Chicago (placed and pulled)

Louise Lawler

Lawler has long been challenging the limits of contemporary art through images, and is considered to be a prominent member of the Pictures Generation. In contrast, Hunt’s paintings are a meditation on the personal, providing an inward look at memory and space. The two works are drawn together by the intimacy of the display, complemented by the setting of the private townhouse gallery.

Lawler’s work provides a critical examination of the way art is displayed, documented and reprocessed. Lawler’s work Stretch and Pull takes a significant image from her archive and stretches it vertically the entire height of the space. The image is of the institutionalized artwork of Edgar Degas—a sculpture of fourteen year-old ballet dancer, Marie Geneviéve van Goethem—and is photographed and cropped from behind. Once placed and pulled, it transforms into smeared abstractions, occupying a new time and space that is disconnected from the photograph’s originating moment.

Louise Lawler (Born 1947, Bronxville, New York) lives and works in New York.
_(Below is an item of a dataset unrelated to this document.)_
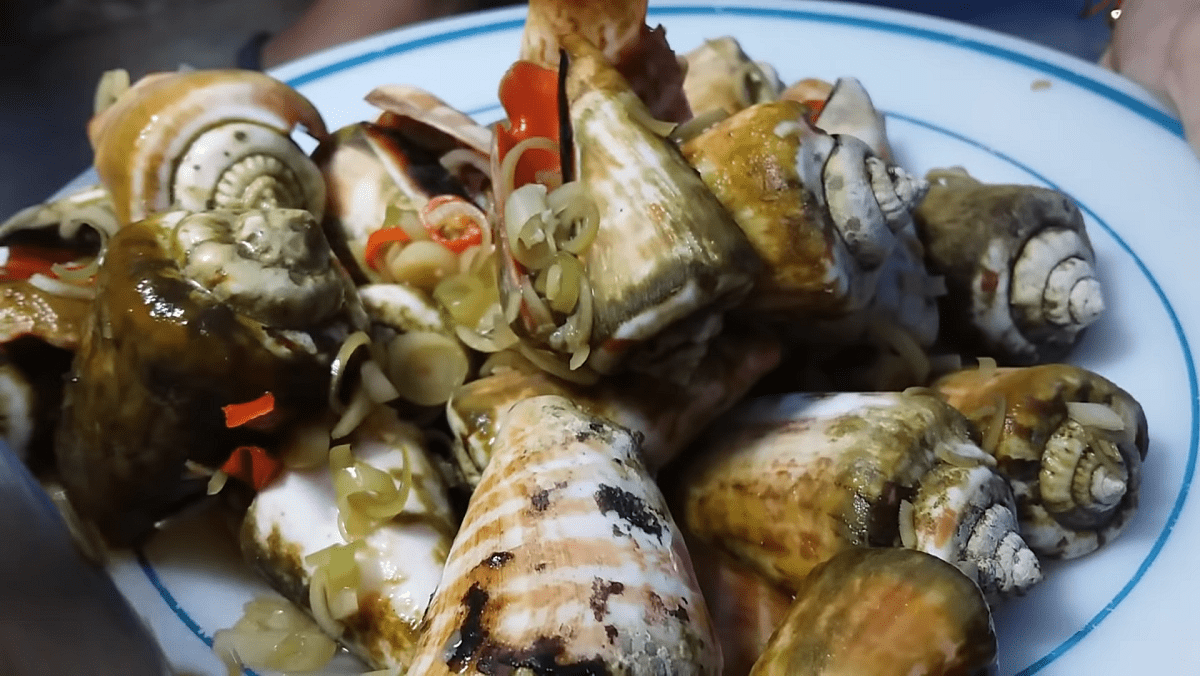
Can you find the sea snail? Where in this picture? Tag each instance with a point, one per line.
(1018, 263)
(207, 139)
A retrospective of the artist’s work is currently on view at the Museum Ludwig, Köln through January 26, 2014. Louise Lawler has had one-person exhibitions at the Wexner Center for the Arts, Columbus, Ohio (2006); Dia:Beacon, Beacon, New York (2005); the Museum für Gegenwartskunst, Basel (2004); Portikus, Frankfurt (2003); and the Hirshhorn Museum and Sculpture Garden, Washington, D.C. (1997).

Her work was included in Documenta XII, Kassel, Germany and the 1991, 2000, and 2008 Whitney Biennials, New York. Lawler’s work is held in the collections of the Museum of Modern Art, the Whitney Museum of American Art, the Guggenheim Museum, LACMA, the Art Institute of Chicago, and Tate Modern, among others.